Perspective: Deadly law in fractured Pakistan | Karamathullah K Ghori


In a deeply fractured society like Pakistan, with its thick overlay of feudalism, a law of such gravity and sensitivity as blasphemy against the founder of Islam can be lethal, and has been corrupted since its inception.

Times of Ahmad | News Watch | Int'l Desk
Source/Credit: The New India Express
By Karamathullah K Ghori | February 14, 2018

Mashaal Khan was a bright, young, 23-year-old activist student of Mardan’s Abdul Wali Khan University when he was lynched, last year in April, on the university campus by an angry mob of fellow students and university staff in broad daylight. The frenzied mob of several hundred was outraged by an alleged blasphemy against the dignity of the Prophet of Islam, said to be committed by Mashaal. Blasphemy against the Prophet is a capital crime in Pakistan. So savage was the act of lynching that the victim’s mother could not find a bone intact on her deceased son’s forehead to kiss him goodbye.

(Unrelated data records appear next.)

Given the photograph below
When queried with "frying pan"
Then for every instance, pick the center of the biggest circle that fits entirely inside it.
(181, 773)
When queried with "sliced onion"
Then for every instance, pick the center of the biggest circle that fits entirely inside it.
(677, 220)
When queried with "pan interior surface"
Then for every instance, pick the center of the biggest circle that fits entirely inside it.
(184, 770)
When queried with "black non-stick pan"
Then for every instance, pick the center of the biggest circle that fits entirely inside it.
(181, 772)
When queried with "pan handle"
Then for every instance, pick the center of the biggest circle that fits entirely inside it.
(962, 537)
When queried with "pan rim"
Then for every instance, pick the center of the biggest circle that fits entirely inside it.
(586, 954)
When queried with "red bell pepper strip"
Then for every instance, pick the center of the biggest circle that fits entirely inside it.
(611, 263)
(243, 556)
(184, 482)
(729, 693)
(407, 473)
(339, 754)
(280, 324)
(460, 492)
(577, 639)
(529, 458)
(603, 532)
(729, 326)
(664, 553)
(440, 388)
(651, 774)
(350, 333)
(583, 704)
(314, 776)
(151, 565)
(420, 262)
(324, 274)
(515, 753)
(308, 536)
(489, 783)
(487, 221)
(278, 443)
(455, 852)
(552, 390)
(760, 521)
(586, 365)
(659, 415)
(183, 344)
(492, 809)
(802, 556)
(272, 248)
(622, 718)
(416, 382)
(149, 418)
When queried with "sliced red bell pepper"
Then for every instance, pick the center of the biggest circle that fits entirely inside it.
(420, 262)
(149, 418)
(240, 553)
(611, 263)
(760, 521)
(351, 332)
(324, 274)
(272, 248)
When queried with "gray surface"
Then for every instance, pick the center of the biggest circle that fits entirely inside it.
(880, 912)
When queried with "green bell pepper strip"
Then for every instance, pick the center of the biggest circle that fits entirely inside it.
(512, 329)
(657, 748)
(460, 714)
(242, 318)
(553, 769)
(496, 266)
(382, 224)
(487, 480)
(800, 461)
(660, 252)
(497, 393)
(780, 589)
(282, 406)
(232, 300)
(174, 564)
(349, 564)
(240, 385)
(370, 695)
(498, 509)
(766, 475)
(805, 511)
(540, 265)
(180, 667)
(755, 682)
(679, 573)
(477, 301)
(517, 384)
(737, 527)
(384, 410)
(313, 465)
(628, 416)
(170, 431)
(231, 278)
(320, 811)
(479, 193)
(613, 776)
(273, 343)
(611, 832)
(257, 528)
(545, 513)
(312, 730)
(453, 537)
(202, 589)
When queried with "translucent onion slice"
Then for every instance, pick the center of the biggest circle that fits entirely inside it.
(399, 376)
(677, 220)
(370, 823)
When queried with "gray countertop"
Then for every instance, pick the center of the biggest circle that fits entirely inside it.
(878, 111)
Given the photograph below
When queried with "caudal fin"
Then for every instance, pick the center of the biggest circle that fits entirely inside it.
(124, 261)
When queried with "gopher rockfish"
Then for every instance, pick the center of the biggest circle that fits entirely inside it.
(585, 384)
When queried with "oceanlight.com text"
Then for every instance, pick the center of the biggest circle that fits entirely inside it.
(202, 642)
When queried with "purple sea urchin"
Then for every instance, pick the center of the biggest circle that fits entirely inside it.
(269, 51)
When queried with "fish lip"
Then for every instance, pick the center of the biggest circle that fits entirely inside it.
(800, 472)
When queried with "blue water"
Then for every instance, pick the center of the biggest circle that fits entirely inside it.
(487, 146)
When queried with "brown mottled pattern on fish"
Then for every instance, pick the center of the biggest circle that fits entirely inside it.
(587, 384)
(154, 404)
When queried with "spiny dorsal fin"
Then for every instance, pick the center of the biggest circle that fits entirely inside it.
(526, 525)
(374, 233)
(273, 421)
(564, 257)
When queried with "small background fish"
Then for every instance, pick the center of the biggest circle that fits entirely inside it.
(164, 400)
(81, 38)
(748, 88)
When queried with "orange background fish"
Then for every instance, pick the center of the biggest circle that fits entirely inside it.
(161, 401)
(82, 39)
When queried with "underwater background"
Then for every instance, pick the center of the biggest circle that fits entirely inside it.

Nothing could be more ironic than silencing, so brutally, an intrepid, outspoken young critic of bureaucratic corruption on the campus of a university dedicated to a stalwart humanitarian and apostle of peace. Khan Abdul Wali Khan wasn’t just a known pacifist himself but he was also the son of Khan Abdul Ghaffar Khan, one of the closest comrades of Mahatma Gandhi. Ghaffar himself was an apostle of ahimsa (non-violence) and was acclaimed as the Sarhadi (Frontier) Gandhi, in deference to his provenance from the then North West Frontier Province of British India, now the Khyber Pakhtunkhwa (KPK) province of Pakistan.